Адеодат. Я совершенно согласен с тобою.
Августин. Значит, тебя не смущает то обстоятельство, что высочайший Учитель, когда учил своих учеников молиться, научил их и некоторым словам (Мф., VI, 9), причем Он сделал, по-видимому, не что иное, как научил их, какие слова должно произносить во время молитвы?
Адеодат. Это меня не смущает нисколько: ибо Он научил их не словам, а самым предметам посредством слов, которые бы напоминали им, кому и о чем должны молиться они, когда молятся, как сказано, в тайниках духа.
Августин. Ты рассуждаешь правильно.

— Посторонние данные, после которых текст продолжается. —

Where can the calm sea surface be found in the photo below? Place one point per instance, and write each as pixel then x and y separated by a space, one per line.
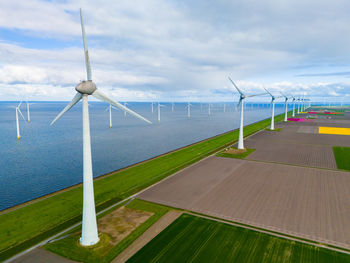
pixel 49 158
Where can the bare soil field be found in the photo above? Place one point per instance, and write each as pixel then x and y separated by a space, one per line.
pixel 311 155
pixel 305 202
pixel 121 222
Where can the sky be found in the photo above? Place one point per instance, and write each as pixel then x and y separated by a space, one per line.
pixel 175 50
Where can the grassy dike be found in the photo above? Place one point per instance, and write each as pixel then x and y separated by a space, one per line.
pixel 28 225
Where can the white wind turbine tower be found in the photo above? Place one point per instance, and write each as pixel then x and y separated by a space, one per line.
pixel 89 234
pixel 189 105
pixel 159 105
pixel 241 103
pixel 125 103
pixel 17 120
pixel 285 106
pixel 28 112
pixel 298 102
pixel 110 114
pixel 272 127
pixel 293 114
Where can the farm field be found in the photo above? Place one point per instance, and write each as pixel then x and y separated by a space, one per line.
pixel 334 130
pixel 342 157
pixel 194 239
pixel 305 202
pixel 27 225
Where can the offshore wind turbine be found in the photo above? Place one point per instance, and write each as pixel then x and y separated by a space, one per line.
pixel 110 114
pixel 89 234
pixel 241 103
pixel 188 109
pixel 28 112
pixel 159 105
pixel 293 114
pixel 17 120
pixel 125 103
pixel 285 106
pixel 272 127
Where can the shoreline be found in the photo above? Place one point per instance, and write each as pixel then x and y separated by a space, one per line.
pixel 34 200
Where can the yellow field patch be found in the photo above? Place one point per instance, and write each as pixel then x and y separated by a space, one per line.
pixel 334 130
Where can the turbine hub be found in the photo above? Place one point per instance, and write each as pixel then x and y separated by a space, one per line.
pixel 86 87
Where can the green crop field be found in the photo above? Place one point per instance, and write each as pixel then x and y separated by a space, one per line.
pixel 342 157
pixel 28 225
pixel 194 239
pixel 104 252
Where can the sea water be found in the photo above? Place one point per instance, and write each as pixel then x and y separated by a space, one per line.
pixel 50 158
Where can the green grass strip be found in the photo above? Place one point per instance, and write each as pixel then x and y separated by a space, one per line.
pixel 26 226
pixel 195 239
pixel 342 157
pixel 236 156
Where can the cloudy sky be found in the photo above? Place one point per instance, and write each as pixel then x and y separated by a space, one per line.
pixel 150 50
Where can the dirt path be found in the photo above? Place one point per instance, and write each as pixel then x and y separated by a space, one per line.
pixel 147 236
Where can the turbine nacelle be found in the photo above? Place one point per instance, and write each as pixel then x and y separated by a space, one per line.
pixel 86 87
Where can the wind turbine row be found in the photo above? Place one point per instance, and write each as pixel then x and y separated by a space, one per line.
pixel 89 234
pixel 272 127
pixel 241 103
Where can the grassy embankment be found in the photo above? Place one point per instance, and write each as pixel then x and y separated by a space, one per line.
pixel 342 157
pixel 104 252
pixel 28 225
pixel 195 239
pixel 236 156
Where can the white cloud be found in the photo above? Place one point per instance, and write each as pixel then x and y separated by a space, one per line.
pixel 162 49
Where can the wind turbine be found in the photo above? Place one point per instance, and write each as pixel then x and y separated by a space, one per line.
pixel 293 106
pixel 110 114
pixel 89 234
pixel 125 103
pixel 189 109
pixel 17 120
pixel 241 102
pixel 285 106
pixel 28 112
pixel 272 127
pixel 159 105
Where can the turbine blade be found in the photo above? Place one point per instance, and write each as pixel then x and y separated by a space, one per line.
pixel 114 108
pixel 268 92
pixel 86 52
pixel 74 101
pixel 21 114
pixel 240 92
pixel 101 96
pixel 254 95
pixel 239 102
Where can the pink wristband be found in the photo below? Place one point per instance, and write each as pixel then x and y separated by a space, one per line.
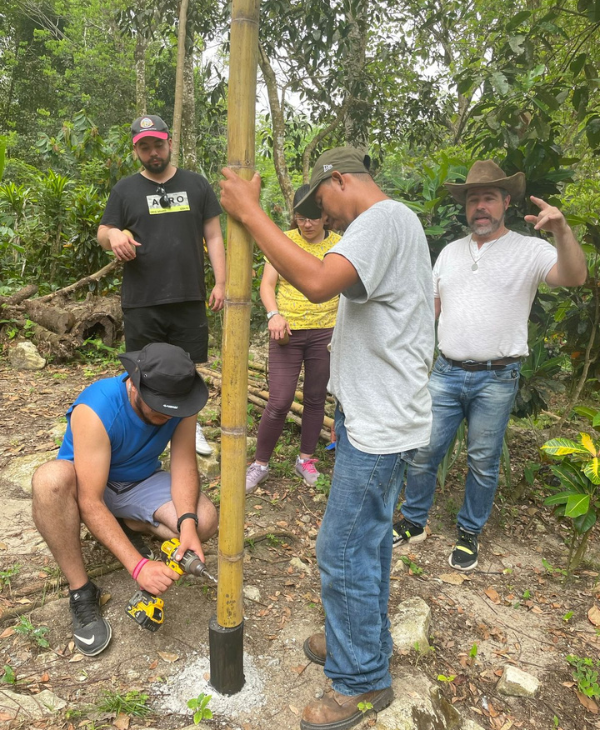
pixel 138 568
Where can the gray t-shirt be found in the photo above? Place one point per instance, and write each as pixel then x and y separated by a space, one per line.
pixel 485 311
pixel 383 341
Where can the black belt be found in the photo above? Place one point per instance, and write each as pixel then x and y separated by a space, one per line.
pixel 489 365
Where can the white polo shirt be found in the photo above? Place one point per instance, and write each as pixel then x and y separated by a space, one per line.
pixel 485 312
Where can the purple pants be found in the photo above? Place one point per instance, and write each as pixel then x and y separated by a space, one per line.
pixel 310 347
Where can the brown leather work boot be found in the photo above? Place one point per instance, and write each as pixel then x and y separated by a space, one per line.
pixel 340 712
pixel 315 648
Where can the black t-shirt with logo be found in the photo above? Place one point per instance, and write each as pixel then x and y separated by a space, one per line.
pixel 169 265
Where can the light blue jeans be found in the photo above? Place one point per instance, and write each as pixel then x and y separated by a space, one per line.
pixel 354 553
pixel 485 398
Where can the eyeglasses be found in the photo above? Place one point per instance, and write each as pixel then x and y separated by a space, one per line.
pixel 164 200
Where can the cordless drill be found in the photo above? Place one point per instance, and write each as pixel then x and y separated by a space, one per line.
pixel 189 563
pixel 147 610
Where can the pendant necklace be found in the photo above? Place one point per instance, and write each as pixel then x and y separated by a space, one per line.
pixel 475 264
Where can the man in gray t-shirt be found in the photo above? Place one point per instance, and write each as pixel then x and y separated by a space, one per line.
pixel 381 354
pixel 484 286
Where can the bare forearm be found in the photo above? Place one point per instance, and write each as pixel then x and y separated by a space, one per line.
pixel 303 270
pixel 103 237
pixel 185 489
pixel 216 255
pixel 571 263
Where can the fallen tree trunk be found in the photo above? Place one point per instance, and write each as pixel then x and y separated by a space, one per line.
pixel 96 276
pixel 54 319
pixel 21 295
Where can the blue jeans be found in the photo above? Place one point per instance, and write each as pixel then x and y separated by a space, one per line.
pixel 354 553
pixel 485 398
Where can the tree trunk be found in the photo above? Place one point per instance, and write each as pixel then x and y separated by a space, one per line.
pixel 140 74
pixel 278 125
pixel 178 106
pixel 357 120
pixel 188 125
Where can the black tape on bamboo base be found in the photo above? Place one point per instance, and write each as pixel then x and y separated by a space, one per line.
pixel 226 657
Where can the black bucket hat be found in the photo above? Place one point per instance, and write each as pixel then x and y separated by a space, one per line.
pixel 166 379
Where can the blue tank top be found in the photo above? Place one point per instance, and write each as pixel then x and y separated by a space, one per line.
pixel 135 445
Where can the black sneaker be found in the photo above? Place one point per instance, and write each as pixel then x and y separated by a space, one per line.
pixel 406 532
pixel 136 539
pixel 464 554
pixel 90 631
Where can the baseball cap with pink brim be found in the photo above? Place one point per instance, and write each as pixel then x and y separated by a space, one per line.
pixel 149 126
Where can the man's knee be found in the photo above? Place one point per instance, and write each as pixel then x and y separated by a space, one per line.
pixel 54 479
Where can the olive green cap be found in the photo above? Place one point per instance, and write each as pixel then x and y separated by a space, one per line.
pixel 338 159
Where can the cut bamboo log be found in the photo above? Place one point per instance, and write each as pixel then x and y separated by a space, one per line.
pixel 19 296
pixel 226 631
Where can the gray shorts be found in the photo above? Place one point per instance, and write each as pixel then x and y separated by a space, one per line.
pixel 139 500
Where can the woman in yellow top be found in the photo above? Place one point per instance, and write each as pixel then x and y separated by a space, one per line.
pixel 300 333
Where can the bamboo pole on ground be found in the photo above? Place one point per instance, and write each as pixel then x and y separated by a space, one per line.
pixel 226 629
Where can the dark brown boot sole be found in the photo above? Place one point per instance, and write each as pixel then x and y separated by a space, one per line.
pixel 311 655
pixel 379 703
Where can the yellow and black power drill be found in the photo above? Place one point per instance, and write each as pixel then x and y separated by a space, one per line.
pixel 190 563
pixel 147 610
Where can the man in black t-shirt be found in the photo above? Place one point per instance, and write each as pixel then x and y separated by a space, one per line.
pixel 155 222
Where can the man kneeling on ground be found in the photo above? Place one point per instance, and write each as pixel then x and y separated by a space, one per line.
pixel 107 475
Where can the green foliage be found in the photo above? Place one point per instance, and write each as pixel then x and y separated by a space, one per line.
pixel 199 705
pixel 578 496
pixel 8 573
pixel 8 677
pixel 131 703
pixel 412 567
pixel 444 678
pixel 585 673
pixel 36 634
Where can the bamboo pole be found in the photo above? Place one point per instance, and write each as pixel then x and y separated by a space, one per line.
pixel 226 631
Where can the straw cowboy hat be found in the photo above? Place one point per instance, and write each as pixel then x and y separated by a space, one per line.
pixel 487 174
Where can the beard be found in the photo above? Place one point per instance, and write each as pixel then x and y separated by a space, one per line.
pixel 484 226
pixel 157 166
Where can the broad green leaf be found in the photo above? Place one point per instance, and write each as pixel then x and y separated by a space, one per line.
pixel 577 504
pixel 585 522
pixel 560 498
pixel 578 63
pixel 571 477
pixel 588 443
pixel 499 82
pixel 516 21
pixel 589 413
pixel 562 447
pixel 592 470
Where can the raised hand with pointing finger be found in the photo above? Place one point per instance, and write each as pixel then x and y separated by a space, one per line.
pixel 548 219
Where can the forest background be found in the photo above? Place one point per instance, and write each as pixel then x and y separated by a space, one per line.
pixel 425 87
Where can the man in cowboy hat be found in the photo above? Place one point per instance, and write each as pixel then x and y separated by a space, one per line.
pixel 108 475
pixel 484 286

Полагаю, ты понимаешь также (пускай это и оспаривает кто-нибудь), что, хотя мы и не произносим ни одного звука, тем не менее, представляя в уме самые слова, говорим внутренно, в душе; равным образом и когда говорим, мы делаем не что иное, как припоминаем, когда память, в которой хранятся слова, перебирая их, приводит на ум те самые предметы, знаками которых эти слова служат.